Short Stories for Teachers

Teaching Students With the Power of Solar
By:Nathan Lew

Seventeen years ago, two Cal Arts professors started the Side Street project, a Pasadena, California-based arts organization which every year reaches 1,000 children ages 5-11 and teaches them how to use tools and create unique objects out of wood.

Operating from mobile units, or travel trailers, these hands-on teaching programs are so economically conservationist, 80 percent of donations go directly to delivering services. To stretch the money even further, a year ago Side Streets purchased solar panels with a $50,000 grant from The Ahmanson Foundation - installation overseen by Side Street's staff and volunteers.
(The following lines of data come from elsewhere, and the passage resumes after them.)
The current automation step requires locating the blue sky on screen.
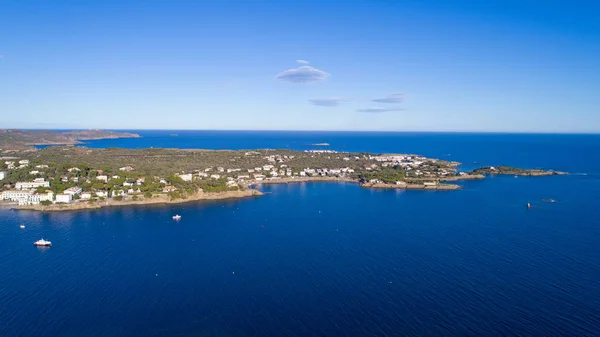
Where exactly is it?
[0,0,600,132]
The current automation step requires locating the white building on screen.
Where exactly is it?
[28,191,54,205]
[96,191,108,198]
[112,190,125,198]
[2,190,33,201]
[15,178,50,190]
[1,190,54,205]
[55,194,73,204]
[63,186,83,196]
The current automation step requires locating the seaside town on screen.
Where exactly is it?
[0,147,478,206]
[0,146,555,208]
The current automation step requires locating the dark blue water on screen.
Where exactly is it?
[7,134,600,336]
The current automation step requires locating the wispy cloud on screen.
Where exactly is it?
[308,97,348,106]
[275,66,331,83]
[372,92,404,103]
[356,107,404,113]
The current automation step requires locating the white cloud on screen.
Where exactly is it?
[275,66,331,83]
[356,107,404,113]
[373,92,404,103]
[308,97,347,106]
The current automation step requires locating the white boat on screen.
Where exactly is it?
[33,239,52,247]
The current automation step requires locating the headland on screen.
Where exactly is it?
[0,146,564,211]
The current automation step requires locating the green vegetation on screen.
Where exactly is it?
[358,166,404,184]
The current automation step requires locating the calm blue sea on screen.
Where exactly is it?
[0,131,600,336]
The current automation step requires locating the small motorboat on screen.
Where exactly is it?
[33,239,52,247]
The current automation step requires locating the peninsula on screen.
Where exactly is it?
[0,129,140,152]
[0,146,563,211]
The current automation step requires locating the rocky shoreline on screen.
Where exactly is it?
[11,189,263,212]
[361,183,462,191]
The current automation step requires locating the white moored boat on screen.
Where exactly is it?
[33,239,52,247]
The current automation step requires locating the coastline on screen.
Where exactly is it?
[360,183,462,191]
[10,189,263,212]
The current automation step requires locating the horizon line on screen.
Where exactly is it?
[0,128,600,135]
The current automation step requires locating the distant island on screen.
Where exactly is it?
[0,129,140,151]
[0,146,564,211]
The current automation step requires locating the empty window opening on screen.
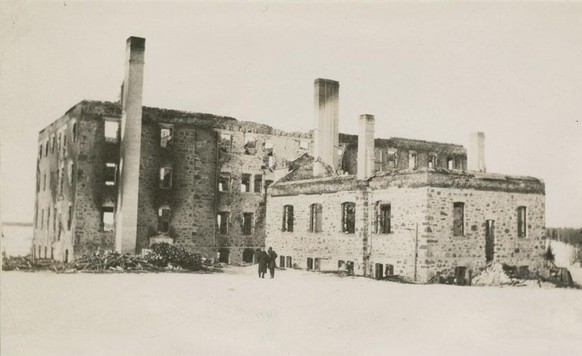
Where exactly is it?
[307,257,313,271]
[240,174,251,193]
[342,202,356,234]
[160,167,172,189]
[158,205,172,234]
[105,121,119,143]
[428,154,437,169]
[160,126,174,147]
[216,211,228,234]
[453,202,465,236]
[243,213,253,235]
[376,204,392,234]
[219,133,232,153]
[218,247,230,264]
[105,163,117,185]
[101,207,115,232]
[218,173,230,192]
[243,248,255,263]
[309,203,323,232]
[254,174,263,193]
[408,151,417,169]
[384,264,394,277]
[283,205,293,232]
[244,134,257,155]
[517,206,527,237]
[455,267,467,286]
[374,263,384,279]
[265,179,273,194]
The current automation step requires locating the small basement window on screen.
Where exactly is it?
[220,133,232,153]
[376,204,392,234]
[216,211,229,234]
[517,206,527,237]
[160,126,174,148]
[244,134,257,155]
[158,205,172,234]
[105,162,117,185]
[240,174,251,193]
[309,203,323,232]
[342,202,356,234]
[105,120,119,143]
[255,174,263,193]
[408,151,418,169]
[282,205,293,232]
[160,167,172,189]
[453,202,465,236]
[101,207,115,232]
[218,173,230,192]
[242,213,253,235]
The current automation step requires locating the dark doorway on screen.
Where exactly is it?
[243,248,255,263]
[485,220,495,263]
[374,263,384,279]
[218,248,230,264]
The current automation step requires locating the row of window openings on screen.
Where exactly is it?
[36,162,75,194]
[282,202,527,237]
[36,205,73,235]
[38,123,77,158]
[218,174,273,193]
[453,202,527,238]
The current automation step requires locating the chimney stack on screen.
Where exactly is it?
[115,37,145,253]
[313,78,339,176]
[468,132,486,172]
[357,114,375,180]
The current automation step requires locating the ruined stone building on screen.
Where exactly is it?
[266,80,545,282]
[32,37,545,281]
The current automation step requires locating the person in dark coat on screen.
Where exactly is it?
[257,247,269,278]
[269,247,277,278]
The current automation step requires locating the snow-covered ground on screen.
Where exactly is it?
[1,266,582,355]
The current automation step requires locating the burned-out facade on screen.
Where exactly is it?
[32,37,545,281]
[266,81,545,283]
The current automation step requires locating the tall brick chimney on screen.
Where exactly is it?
[467,132,486,172]
[357,114,375,180]
[115,37,145,253]
[313,78,339,176]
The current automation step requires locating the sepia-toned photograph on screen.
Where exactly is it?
[0,1,582,356]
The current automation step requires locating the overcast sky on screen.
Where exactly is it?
[0,1,582,227]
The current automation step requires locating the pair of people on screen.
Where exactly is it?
[257,247,277,278]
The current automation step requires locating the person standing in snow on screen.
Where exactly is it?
[257,247,269,278]
[269,247,277,278]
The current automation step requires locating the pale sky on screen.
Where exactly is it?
[0,1,582,227]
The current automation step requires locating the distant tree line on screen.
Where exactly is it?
[546,227,582,245]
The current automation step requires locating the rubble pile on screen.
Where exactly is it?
[471,263,519,286]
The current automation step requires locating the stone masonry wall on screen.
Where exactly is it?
[419,187,545,278]
[137,122,217,257]
[266,191,366,275]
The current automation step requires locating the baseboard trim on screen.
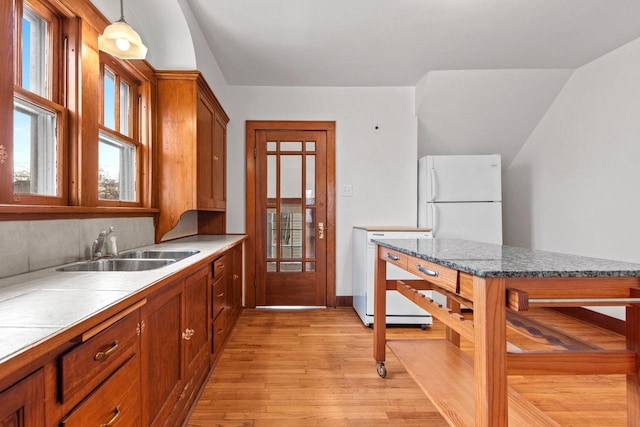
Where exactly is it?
[336,295,353,307]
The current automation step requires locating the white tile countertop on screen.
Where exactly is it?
[0,235,245,366]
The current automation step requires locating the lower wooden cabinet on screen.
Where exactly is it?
[0,369,45,427]
[0,245,243,427]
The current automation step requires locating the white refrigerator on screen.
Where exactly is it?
[418,154,502,244]
[353,226,433,327]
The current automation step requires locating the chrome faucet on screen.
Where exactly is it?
[91,226,117,259]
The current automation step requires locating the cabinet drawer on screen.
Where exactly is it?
[59,311,138,403]
[213,255,227,279]
[60,356,142,427]
[407,257,458,292]
[380,247,409,269]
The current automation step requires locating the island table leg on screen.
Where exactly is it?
[626,289,640,427]
[473,277,509,427]
[373,245,387,370]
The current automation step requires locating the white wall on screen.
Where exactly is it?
[503,39,640,314]
[416,69,573,166]
[224,86,417,295]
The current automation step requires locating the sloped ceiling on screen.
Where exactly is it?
[416,69,573,170]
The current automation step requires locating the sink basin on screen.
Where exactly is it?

This 3,000-watt solar array delivers needed power to light the mobile teaching units and to power tools and other electrical units within the trailers. The teaching trailers currently reside at 730 North Fair Oaks, on unused land donated by the city, but when this lease expires they are mobile enough to take up residence elsewhere, displaying what one Side Streets worker has dubbed "stability through mobility". Like turtles in their shells, the trailers can move on a moment's notice if need be, though they have one advantage turtles lack; mobile power through solar energy.

Side Street's programs are becoming increasingly important as cash-strapped school districts, confronted by decreasing enrollment, lowered funding and an increasingly negative economy, are forced to close on-site art programs.
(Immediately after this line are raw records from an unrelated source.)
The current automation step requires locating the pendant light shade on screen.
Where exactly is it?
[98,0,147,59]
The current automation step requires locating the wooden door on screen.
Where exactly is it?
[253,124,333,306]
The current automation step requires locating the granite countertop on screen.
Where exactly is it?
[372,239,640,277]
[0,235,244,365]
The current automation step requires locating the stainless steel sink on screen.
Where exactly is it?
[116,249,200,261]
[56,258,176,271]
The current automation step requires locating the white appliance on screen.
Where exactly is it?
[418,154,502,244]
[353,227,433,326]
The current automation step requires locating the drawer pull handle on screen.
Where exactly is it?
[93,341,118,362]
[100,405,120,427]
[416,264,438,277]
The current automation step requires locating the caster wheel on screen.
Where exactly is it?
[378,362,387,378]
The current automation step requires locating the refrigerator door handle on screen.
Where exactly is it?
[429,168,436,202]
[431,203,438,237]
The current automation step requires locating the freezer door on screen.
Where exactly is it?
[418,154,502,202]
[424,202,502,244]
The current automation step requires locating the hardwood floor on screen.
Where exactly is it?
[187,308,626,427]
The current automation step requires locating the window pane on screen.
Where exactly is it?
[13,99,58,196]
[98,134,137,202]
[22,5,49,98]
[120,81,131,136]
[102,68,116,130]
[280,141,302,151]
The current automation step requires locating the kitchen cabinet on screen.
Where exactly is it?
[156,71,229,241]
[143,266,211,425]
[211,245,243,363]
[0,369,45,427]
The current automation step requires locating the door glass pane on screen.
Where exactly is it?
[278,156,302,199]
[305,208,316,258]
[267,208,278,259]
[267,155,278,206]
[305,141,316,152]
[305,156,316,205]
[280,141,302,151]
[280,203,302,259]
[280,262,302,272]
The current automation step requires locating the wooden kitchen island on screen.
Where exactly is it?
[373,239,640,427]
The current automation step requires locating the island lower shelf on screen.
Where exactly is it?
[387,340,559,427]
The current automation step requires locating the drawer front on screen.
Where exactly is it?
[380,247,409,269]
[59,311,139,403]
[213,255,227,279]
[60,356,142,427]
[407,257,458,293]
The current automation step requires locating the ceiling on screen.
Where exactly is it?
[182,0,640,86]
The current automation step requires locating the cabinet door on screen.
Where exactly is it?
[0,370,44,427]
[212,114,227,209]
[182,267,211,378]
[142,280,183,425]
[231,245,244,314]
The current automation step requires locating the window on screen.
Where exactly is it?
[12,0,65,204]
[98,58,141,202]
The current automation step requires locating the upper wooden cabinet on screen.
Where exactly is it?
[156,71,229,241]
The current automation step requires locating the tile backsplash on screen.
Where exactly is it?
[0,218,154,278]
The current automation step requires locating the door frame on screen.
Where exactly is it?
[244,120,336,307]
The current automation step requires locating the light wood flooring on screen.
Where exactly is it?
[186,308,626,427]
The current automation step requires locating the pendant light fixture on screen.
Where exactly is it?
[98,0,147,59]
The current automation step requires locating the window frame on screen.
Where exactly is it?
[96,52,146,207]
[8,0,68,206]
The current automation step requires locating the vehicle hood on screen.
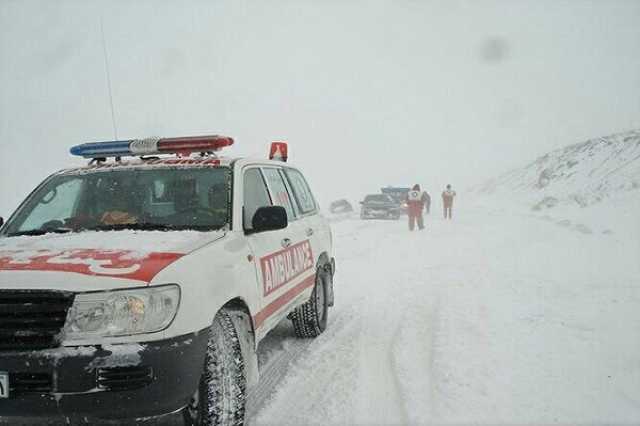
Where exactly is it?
[0,231,225,291]
[363,201,398,209]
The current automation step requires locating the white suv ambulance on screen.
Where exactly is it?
[0,136,335,425]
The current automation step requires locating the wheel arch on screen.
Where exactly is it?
[216,297,260,388]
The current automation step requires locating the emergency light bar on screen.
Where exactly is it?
[70,135,233,158]
[269,142,289,162]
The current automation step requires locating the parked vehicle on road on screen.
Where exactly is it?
[0,136,335,425]
[360,194,400,220]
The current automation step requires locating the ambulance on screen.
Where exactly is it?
[0,135,335,425]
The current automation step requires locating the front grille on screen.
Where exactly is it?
[97,366,153,390]
[0,290,73,351]
[9,373,53,397]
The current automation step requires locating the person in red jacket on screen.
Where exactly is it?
[442,185,456,219]
[407,184,427,231]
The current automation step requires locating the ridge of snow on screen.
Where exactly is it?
[474,129,640,210]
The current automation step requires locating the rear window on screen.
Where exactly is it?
[285,169,316,214]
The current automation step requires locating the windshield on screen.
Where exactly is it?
[364,194,392,203]
[3,167,230,236]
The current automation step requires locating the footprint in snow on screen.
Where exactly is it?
[574,223,593,234]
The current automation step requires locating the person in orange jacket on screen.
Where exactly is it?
[407,184,427,231]
[442,185,456,219]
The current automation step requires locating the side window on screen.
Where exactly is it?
[243,169,271,229]
[263,168,295,220]
[18,179,82,231]
[286,169,316,214]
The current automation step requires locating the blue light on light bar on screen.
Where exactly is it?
[70,135,233,158]
[70,140,132,158]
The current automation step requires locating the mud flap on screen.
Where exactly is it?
[230,310,260,391]
[324,265,334,306]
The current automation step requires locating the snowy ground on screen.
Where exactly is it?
[249,198,640,426]
[6,198,640,426]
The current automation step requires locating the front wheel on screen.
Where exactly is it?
[183,310,247,426]
[290,269,329,338]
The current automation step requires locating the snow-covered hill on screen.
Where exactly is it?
[476,130,640,210]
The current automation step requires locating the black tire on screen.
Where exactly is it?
[290,268,329,338]
[183,310,247,426]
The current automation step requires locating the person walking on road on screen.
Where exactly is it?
[424,191,431,214]
[442,185,456,219]
[407,184,427,231]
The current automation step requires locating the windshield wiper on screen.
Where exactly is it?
[7,228,72,237]
[85,222,174,231]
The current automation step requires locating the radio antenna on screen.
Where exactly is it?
[100,16,118,140]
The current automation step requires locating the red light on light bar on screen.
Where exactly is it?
[269,142,289,162]
[158,136,233,154]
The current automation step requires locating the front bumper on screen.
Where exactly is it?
[362,208,400,218]
[0,330,208,424]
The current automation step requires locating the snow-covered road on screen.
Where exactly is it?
[249,201,640,425]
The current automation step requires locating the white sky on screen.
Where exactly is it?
[0,0,640,213]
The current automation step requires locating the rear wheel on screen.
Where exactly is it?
[290,268,329,338]
[183,310,247,426]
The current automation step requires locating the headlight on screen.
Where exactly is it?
[63,284,180,342]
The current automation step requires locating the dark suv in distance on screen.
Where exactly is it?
[360,194,400,220]
[380,186,411,214]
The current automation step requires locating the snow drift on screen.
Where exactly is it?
[475,130,640,210]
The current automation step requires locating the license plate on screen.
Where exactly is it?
[0,371,9,398]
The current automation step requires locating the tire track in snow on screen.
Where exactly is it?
[247,311,361,426]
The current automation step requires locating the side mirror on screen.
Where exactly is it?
[251,206,289,233]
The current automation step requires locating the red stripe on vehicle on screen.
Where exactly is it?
[253,275,316,328]
[0,249,183,283]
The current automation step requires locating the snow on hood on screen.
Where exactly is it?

The combination of mobility and solar energy has allowed the organization to reach more children in a timely manner at less expense. Without the cost of office rent and electricity, Side Streets mobile units are now focused on expanding their services to include high school students, and expand program offerings to include art media other than wood.

To fulfill this objective, Side Streets plans to purchase two more trailers, hopefully also solar-equipped, which they will also convert to classrooms with interchangeable work stations. That way, they can reduce student costs more than 30 percent and still quadruple capacity.

This sort of thinking, so far outside the box it is mind-boggling, may represent a wave of the future in which mobile teaching units serve smaller and smaller but geographically disparate student bodies more effectively. Given the cost structure of modern school districts, it may in fact be an idea which has found its time.